R v Ikede, 2015 NSSC 264 (CanLII)
Till Death Do Us Part?
A Supreme Court of British Columbia judge recently had to sift through the details of a relationship to determine the factors that would define a spouse. Penny Neufeld said that she had been in a marriage-like relationship with Norman Dafoe for eleven years. However, he did not make any arrangements for her in his will, and so, after his death, she brought an action under the Wills Variation Act for a share of his estate. His children argued that she was just someone he had taken in when she was in tough circumstances and that their relationship was not intimate. Her children took a different view: testifying to a warm and loving bond. Ms Neufeld maintained that she and the deceased had an exclusive relationship that was at least occasionally sexual.
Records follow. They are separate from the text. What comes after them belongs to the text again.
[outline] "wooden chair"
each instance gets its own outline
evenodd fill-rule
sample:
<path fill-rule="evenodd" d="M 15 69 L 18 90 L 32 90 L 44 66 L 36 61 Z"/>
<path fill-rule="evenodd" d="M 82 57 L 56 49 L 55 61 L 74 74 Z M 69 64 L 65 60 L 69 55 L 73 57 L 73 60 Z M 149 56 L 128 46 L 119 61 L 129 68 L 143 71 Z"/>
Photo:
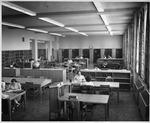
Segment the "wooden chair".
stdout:
<path fill-rule="evenodd" d="M 81 93 L 81 86 L 80 86 L 80 84 L 72 85 L 72 92 L 73 93 Z"/>
<path fill-rule="evenodd" d="M 106 77 L 105 81 L 106 81 L 106 82 L 113 82 L 114 79 L 113 79 L 112 77 Z"/>
<path fill-rule="evenodd" d="M 80 103 L 77 98 L 69 98 L 69 100 L 67 102 L 68 120 L 84 121 L 86 119 L 87 105 Z"/>
<path fill-rule="evenodd" d="M 94 94 L 94 88 L 90 85 L 83 85 L 81 86 L 81 93 Z"/>
<path fill-rule="evenodd" d="M 47 76 L 40 76 L 40 79 L 47 79 Z M 46 90 L 46 88 L 49 87 L 49 84 L 47 86 L 43 86 L 42 89 L 43 89 L 43 92 Z"/>
<path fill-rule="evenodd" d="M 40 94 L 39 88 L 36 88 L 34 86 L 33 82 L 26 82 L 25 89 L 26 89 L 27 97 L 28 96 L 33 96 L 34 99 L 35 99 L 35 96 Z"/>
<path fill-rule="evenodd" d="M 111 88 L 110 85 L 100 85 L 100 94 L 107 94 L 110 95 Z"/>
<path fill-rule="evenodd" d="M 27 76 L 27 78 L 35 78 L 35 76 Z"/>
The trial judge assessed the evidence in this case and referred to a 1980 Ontario case that set out indicators of co-habitation, such as:
- shelter (living under one roof, sleeping arrangements);
- sexual and personal behaviour ( sexual relations, fidelity);
- services ( preparing meals, laundry, shopping);
- social activities (participating in community activities, relating to family);
- societal attitudes and conduct; (were they perceived as a couple?)
- support (financial arrangements, buying property); and
- children (attitude and conduct toward children).
Based on the evidence and all of these indicators, the trial judge had no difficulty concluding that Penny Neufeld was a spouse. He awarded her the sum of $60,000 out of an estate of approximately $160,000.